Lapsos de Memória

16 Fev , 2015   ,

‘Deve ser fantástico conheceres pessoas todos os dias’, seguida de gargalhada, foi assim que uma colega me respondeu quando feliz da vida eu dizia que tinha acabado de conhecer o novo colega Richard, expliquei como o rapaz tinha resolvido o problema com o meu Iphone. O meu entusiasmo foi cortado com a tal frase e com as gargalhadas. Depois de rirem, lá me explicaram que eu já conheci o tal Richard pelo menos umas três vezes… eu não percebi e ele reagiu bem quando eu disse ‘prazer’, mas deve ter pensado que não valia a pena e voltou a dizer ‘igualmente’. Se quiser ver o lado positivo de me esquecer é a frase da minha colega. Nesse caso a vida tem mais cor se todos os dias conheço pessoas, mesmo que para elas seja repetição, pelos vistos para mim não é… Mesmo fazendo um esforço para ver o lado bonito e positivo da coisa, não deixa de ser preocupante.
Tenho pensado nisto ao longo do livro que estou a ler ‘Elizabeth is missing’. Ainda só vou a meio, a personagem principal é uma senhora idosa (com 90 anos) e que está a perder a memória. A escritora (Emma Healey) narra em detalhe o que vai na mente da personagem principal – a Maud. A Maud sabe que não se lembra. Como técnica escreve tudo em papéis. Mesmo não esquecer que a sua amiga Elizabeth desapareceu. Maud está esquecida mas percebe quando fazem sorrisos de gozo sobre a forma como se comporta. Maud percebe quando a filha se cansou que ela se tenha esquecido do que quer que seja. Maud gosta da neta que brinca com ela à frente dela sobre a perda de memória, diz a Maud, ‘brincar com as minhas falhas faz-me sentir normal’.

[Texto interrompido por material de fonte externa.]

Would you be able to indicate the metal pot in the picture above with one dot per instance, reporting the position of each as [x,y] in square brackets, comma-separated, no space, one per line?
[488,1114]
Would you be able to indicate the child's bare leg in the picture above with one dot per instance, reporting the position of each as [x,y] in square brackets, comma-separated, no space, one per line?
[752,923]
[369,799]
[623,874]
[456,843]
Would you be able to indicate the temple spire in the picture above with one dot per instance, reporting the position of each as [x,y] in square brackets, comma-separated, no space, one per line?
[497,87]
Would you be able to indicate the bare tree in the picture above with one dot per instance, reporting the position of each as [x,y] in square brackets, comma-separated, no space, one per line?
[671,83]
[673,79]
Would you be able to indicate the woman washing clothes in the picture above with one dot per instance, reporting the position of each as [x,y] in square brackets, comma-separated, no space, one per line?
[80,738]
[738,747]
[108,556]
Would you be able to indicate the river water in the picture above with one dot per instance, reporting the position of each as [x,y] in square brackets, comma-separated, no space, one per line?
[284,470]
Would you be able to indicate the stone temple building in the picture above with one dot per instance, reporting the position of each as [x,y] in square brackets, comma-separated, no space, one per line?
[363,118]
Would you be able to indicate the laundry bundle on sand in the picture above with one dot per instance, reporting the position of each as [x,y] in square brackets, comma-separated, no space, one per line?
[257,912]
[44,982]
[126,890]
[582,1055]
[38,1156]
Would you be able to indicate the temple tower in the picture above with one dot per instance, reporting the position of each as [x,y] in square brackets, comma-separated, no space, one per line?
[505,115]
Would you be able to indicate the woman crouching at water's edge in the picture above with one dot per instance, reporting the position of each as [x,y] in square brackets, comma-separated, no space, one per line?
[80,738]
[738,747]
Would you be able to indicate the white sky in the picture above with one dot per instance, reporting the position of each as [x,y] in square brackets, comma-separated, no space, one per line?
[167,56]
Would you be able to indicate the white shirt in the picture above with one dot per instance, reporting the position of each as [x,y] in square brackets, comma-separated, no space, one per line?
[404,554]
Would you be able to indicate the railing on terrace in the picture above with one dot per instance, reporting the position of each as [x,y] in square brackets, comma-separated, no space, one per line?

Não sei se vou conseguir terminar o livro apesar de ser um óptimo livro. O livro tem humor e é daqueles livros que se quer ler e ler… Mas neste caso não sei se consigo. Não que esteja a comparar a minha dificuldade de memória com a da Maud. Mas reconheço várias vezes o seu desespero quando não se lembra. Reconheço quando ela se protege da sua própria fragilidade ao rir-se de si própria. Gosto da Maud e por isso mesmo não sei se vou continuar a ler. Tal como eu, a Maud usa o humor como escudo, no caso dela para a falta de memória, no meu caso para quase tudo – embaraço, medo, indecisão, e até tristeza.
‘Elizabeth is missing’ se não leram, leiam. Quanto a mim vou tentar ler. Mas se não terminar já valeu a pena conhecer a Maud. E registei aqui no facebook, tal como a Maud o faria num papel pela casa que ‘não esquecer que já conheci o Richard e que ele resolveu o problema do meu Iphone’. Emma é uma grande escritora. Este é o seu primeiro livro. Emma consegue que o leitor sofra e ria, tal e qual a personagem. Escrever uma história não é fácil, mas contagiar-nos com as emoções das personagens é uma arte. Well done Emma.